La cour rappelle d’abord le socle normatif. Elle énonce que « Aux termes de l’article L. 1152-1 du code du travail, aucun salarié ne doit subir les agissements répétés de harcèlement moral qui ont pour objet ou pour effet une dégradation de ses conditions de travail susceptible de porter atteinte à ses droits et à sa dignité, d’altérer sa santé physique ou mentale ou de compromettre son avenir professionnel. » Elle précise le rôle du juge, qui « forme sa conviction après avoir ordonné, en cas de besoin, toutes les mesures d’instruction qu’il estime utiles. »

L’arrêt décrit ensuite la grille d’examen par faisceau d’indices: « Il résulte de ces dispositions que, pour se prononcer sur l’existence d’un harcèlement moral, il appartient au juge d’examiner l’ensemble des éléments invoqués par le salarié, en prenant en compte les documents médicaux éventuellement produits, et d’apprécier si les faits matériellement établis, pris dans leur ensemble, permettent de laisser supposer l’existence d’un harcèlement moral au sens de l’article L.1152-1 du code du travail. » La charge de la preuve s’en trouve déplacée: « Dans l’affirmative, il appartient au juge d’apprécier si l’employeur prouve que les agissements invoqués ne sont pas constitutifs d’un tel harcèlement et que ses décisions sont justifiées par des éléments objectifs étrangers à tout harcèlement. » La sanction de principe est rappelée avec netteté: « Enfin, selon l’article L.1152-3 du code du travail, toute rupture du contrat de travail intervenue en méconnaissance des dispositions des articles L. 1152-1 et L. 1152-2, toute disposition ou tout acte contraire est nul. »

Appliquant ce cadre, la cour retient une appréciation globale, sensible aux évolutions d’organisation liées à la crise, sans se départir d’un contrôle concret et serré.

B. Les indices convergents d’une mise à l’écart stigmatisante

Sur la période initiale, la cour relève un reproche public inutilement humiliant et l’éviction d’une part des missions habituelles.
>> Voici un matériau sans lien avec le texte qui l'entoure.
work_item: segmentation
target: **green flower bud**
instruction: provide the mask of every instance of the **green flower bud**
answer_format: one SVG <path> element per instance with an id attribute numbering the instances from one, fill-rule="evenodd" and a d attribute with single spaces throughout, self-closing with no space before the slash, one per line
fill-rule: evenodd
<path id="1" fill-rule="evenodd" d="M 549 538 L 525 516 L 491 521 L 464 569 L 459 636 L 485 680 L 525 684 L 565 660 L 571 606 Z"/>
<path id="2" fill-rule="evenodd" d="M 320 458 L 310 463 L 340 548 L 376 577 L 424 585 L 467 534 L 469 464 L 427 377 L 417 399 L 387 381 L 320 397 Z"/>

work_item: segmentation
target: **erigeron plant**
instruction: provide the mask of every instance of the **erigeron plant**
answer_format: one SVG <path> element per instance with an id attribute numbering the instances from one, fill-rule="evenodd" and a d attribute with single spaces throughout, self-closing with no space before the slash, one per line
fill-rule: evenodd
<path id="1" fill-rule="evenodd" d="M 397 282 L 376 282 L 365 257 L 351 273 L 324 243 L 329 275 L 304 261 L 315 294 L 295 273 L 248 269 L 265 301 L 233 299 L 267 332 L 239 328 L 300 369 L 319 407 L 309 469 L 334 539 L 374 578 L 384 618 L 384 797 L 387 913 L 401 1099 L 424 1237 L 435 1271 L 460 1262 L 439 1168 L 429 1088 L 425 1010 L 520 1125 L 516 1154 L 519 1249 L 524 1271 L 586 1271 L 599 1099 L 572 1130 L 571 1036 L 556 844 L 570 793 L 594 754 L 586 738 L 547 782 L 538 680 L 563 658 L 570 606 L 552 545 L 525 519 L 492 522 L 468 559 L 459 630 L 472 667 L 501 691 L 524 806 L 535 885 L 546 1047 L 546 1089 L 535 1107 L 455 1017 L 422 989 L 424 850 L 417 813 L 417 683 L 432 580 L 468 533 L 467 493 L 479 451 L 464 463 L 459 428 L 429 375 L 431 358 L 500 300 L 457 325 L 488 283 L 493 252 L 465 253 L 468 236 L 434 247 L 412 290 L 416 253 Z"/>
Elle juge que « La mise à l’écart de la salariée d’une partie de ses fonctions de mars à juin 2020 est établie ainsi que l’humiliation subie lors de l’envoi du courriel du 18 mars 2020 à l’ensemble des membres du comité de direction. » Le contrôle demeure nuancé: les nécessités de la crise et le pouvoir d’organisation sont reconnus, mais ne justifient pas une stigmatisation publique ni une exclusion durable des réunions relevant de la fiche de poste.

Pour la période suivante, l’arrêt constate l’amplification du processus d’éviction. Il retient qu’ »Il s’ensuit que la salariée établit également avoir été mise totalement à l’écart des activités prévues sur sa fiche de poste relatives aux bureaux et aux conseils d’administration, ce qui représente un tiers de son activité. » L’activité partielle individualisée est ici un indice déterminant, dès lors qu’elle isole la salariée au sein de l’équipe de direction: « Ainsi, la salariée établit qu’elle avait, pendant la période de chômage partiel, le taux d’activité le plus faible de l’ensemble des membres du comité de direction. »

Le raisonnement se clôt par l’appréciation cumulative des faits et le défaut de preuve contraire. La cour énonce que « Ces faits laissent supposer un harcèlement moral ayant eu pour objet ou pour effet une dégradation des conditions de travail de la salariée susceptibles de porter atteinte à sa santé physique ou mentale ou de compromettre son avenir professionnel. » Or « L’employeur, qui conteste tout harcèlement moral, ne produit aucune pièce relative à la relation de travail avec la salariée de janvier à decambre 2020 hormis les comptes rendus des réunions relatives au licenciement collectif pour motif économique. » La contextualisation est assumée mais non exonératoire: « En définitive, c’est à juste titre que le juge départiteur a relevé que la crise sanitaire a engendré ‘un grand bouleversement dans les habitudes de travail et ayant contraint les entreprises à revoir leurs modes d’organisation habituelle’ et que cette période de crise sanitaire s’est conjuguée avec des difficultés économiques ayant abouti à un plan de sauvegarde de l’emploi. » La cour en déduit, sans hésitation, un management inadapté et fautif.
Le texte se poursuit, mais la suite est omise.